Let's be clear here, you are not downloading each track to your phone so you can listen to it whenever you want to. You still have to follow the radio-like licence that Nokia have for these tracks, you can only skip a handful of tracks every hour per mix, you can't see what the next track coming up will be, and when you pause, you are pausing the whole mix and might not be taken back to the track you paused. It's also unfortunate that you cannot yet download personalised mixes, those are limited to online listening only. While I understand the technical (and legal) reasons behind this decision, some users might feel a bit short-changed on this. In their minds they might not see the difference between the packaged curated mix, and the one they have seeded and personalised themselves.

Even with these limitations, offline usage is still attractive and makes Music Mix stand out from the crowd.

 Music MixMusic Mix

When playing a Music Mix there's an option to "download this track", via the left-hand-side icon on the toolbar. This links not to the Windows Marketplace, but to Nokia's MP3 store (which is also accessible from the top level menu). It's a seamless process and, aside from providing Nokia with a revenue stream, is a natural fit for the music discovery, which Music Mix promotes. I would guess Nokia, in time, may be able to drive significant sales through this channel, which does raise some interesting questions about how and what music might get promoted through Music Mix in the future.

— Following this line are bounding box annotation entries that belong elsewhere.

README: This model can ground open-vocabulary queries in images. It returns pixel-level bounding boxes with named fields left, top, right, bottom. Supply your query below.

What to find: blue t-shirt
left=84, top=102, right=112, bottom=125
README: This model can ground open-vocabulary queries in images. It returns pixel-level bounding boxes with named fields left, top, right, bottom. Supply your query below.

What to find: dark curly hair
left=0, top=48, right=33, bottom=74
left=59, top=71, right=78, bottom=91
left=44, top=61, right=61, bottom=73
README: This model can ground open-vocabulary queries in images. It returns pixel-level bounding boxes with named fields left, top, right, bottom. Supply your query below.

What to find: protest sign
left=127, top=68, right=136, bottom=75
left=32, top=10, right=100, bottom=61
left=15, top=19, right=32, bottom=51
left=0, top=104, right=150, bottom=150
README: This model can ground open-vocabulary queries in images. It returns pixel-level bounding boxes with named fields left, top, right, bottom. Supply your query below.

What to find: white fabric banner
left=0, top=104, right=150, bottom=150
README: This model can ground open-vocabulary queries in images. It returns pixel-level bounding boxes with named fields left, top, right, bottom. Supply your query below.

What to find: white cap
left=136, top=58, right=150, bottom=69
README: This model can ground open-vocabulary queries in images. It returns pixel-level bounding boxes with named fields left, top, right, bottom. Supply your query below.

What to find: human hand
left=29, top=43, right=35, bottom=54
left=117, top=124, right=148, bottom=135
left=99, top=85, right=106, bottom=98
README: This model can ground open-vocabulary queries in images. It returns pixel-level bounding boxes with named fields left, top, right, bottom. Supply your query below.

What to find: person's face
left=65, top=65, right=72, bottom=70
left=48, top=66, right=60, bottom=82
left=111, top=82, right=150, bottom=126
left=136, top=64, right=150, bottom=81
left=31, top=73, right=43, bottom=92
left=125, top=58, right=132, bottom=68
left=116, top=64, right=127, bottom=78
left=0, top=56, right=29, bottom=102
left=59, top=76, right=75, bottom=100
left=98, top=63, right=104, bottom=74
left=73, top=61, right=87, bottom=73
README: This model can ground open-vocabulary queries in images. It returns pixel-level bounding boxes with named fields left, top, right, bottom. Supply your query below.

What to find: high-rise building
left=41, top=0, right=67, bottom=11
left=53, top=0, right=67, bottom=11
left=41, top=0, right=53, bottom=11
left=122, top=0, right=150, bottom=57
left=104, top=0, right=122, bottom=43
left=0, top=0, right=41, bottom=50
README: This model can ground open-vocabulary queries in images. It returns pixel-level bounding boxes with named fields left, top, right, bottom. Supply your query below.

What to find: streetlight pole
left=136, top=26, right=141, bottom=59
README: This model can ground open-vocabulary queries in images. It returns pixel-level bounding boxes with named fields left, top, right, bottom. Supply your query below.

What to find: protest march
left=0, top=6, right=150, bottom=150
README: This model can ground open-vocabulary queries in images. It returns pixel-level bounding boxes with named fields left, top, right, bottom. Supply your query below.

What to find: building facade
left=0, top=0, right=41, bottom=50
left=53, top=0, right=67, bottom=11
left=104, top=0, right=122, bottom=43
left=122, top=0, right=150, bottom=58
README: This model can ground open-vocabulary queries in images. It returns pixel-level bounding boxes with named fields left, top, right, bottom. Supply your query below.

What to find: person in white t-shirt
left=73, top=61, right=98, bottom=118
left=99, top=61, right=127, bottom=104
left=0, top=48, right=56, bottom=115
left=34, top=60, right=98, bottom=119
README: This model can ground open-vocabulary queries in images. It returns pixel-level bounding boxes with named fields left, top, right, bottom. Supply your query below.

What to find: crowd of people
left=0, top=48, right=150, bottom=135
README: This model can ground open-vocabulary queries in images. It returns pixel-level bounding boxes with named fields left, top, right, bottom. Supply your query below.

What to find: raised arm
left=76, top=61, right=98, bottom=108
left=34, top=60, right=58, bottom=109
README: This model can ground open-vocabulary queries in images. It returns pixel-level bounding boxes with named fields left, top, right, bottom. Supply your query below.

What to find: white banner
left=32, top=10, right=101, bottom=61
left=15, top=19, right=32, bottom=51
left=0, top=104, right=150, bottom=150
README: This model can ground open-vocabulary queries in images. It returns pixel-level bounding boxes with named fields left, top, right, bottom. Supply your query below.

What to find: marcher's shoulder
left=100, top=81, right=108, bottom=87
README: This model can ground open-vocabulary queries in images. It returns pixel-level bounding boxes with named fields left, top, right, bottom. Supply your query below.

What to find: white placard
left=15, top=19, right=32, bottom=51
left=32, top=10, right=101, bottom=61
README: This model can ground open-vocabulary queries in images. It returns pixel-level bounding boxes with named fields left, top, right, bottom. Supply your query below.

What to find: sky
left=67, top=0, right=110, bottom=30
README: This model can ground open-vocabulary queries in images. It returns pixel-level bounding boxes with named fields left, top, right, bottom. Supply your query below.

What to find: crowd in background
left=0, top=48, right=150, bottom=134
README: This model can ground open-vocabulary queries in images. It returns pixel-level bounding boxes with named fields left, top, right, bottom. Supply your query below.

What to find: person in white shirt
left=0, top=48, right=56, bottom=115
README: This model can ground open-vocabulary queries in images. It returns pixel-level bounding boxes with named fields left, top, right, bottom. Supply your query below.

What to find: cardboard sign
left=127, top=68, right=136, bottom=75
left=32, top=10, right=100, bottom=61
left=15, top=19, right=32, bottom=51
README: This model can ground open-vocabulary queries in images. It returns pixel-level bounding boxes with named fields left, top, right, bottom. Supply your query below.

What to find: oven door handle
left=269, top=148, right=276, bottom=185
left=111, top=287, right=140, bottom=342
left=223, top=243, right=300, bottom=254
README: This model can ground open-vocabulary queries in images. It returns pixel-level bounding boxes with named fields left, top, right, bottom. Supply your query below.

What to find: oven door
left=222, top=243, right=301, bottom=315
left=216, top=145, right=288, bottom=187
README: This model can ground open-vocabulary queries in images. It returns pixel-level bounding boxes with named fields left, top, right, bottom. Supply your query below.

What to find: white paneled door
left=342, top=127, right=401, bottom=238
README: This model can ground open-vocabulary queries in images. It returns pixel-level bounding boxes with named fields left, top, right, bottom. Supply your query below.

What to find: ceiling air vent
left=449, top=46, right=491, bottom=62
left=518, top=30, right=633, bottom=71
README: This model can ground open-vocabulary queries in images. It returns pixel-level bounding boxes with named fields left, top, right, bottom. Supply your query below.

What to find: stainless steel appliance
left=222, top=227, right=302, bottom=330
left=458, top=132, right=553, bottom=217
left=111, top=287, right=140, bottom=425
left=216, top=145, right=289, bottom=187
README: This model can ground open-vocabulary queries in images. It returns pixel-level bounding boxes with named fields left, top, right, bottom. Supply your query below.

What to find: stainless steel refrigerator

At this point, let's point out there are other music options on Windows Phone that might be compared to Musix Mix. Zune Pass provides unlimited music downloads for £8.99 a month. Third party applications like Spotify, LastFM and Slacker Radio provide additional options. Zune Pass, given its pricing, is really a premium offering and the same can be said of Spotify. LastFM and Slacker Radio are closer to Music Mix, but both require a subscription payment to get a similar level of service and are geographically more restricted. But, perhaps most importantly, none of these potential competitors have the same immediacy as Music Mix.

So, for me, there's no comparable experience to Mix Radio for the initial user of a Nokia Windows Phone. That's a good argument right there for its inclusion and promotion. But it also opens up music in far more territories. Nokia Music is available in far more countries than the Zune Pass (which, as of today, has 6 regions, compared to Nokia Music's 38). The question remains whether the US will get Mix Radio when Nokia reaches the new world - that's a question to file away till a later date (try around CES 2012, I think!)

Right now, Mix Radio is a really neat idea, but one that needs a personal touch - the music on offer all feels rather mainstream, although with fifteen million tracks available, I suspect more musical exploration will lead to more tracks being unearthed to the listener. Even with these quirks, the Lumia 800 is a stronger device with Mix Radio than without it, I suspect it will sell a lot of phones simply on the strength of "free music, no sign-up", and I'm pretty sure that we'll see a lot more channels become available - a Christmas channel can't be that far away!

The core strength is this - if Mix Radio was a standalone application, would I be wanting it on my Windows Phone? Yes, I would. Does that mean it helps make the case for a Nokia Windows Phone as opposed to another Windows Phone? Yes it does. And that must surely count as a sucess for Nokia.